Hierarchical nature of ImageNet

Do any pretrained models capture the heirarchical nature of WordNet and ImageNet? For example does VGG some how encode the heirarchies like a bunk bed is type of a bed?

1 Like

I find this question interesting, I don’t think VGG considers the hierarchical nature of the dataset but there are many applications where the data are hierarchically structured, for example species in taxonomical classification. It would be interesting to learn about DL approaches for hierarchical structured data. I’ve been trying to google for papers dealing with that but I haven’t found anything, maybe I haven’t found the correct keywords.

I don’t believe most CNNs would learn the hierarchies of the classes, however I do believe that they would learn concepts/features that are shared across multiple classes.

For example, if the CNN finds a mattress in the image, it may increase the probabilities of there being any sort of mattress-related class such as a bunk-bed, king size bed, etc.

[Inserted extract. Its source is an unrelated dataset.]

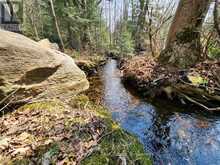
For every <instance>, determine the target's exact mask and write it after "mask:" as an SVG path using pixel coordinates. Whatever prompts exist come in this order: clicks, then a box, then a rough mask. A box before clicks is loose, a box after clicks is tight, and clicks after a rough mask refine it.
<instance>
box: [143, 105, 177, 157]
mask: <svg viewBox="0 0 220 165" xmlns="http://www.w3.org/2000/svg"><path fill="white" fill-rule="evenodd" d="M159 111H160V110H157V109H156V110H155V113H154V116H153V120H152V126H151V127H150V129H149V130H146V133H145V135H146V139H145V140H146V143H147V144H145V145H146V147H147V150H150V152H152V153H153V159H155V161H159V160H161V157H160V156H161V153H162V152H164V151H166V150H167V148H169V146H170V145H171V140H170V126H169V119H170V118H171V116H172V115H173V113H172V112H159Z"/></svg>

Whether that information can be considered hierarchical is up for debate.

If you could create a loss function that included some metric of distance between two classes in a hierarchy the network would probably learn some of the hierarchical nature of the data. It would need to have an easy derivative though…

This paper builds a model that is evaluated with (and does well on) just such a hierarchical loss function: http://papers.nips.cc/paper/5204-devise-a-deep-visual-semantic-embedding-model . We’ll be studying it in part 2.

I’m not aware of any papers that explicitly use a hierarchical loss function, however. I see no reason it shouldn’t work - would be an interesting project!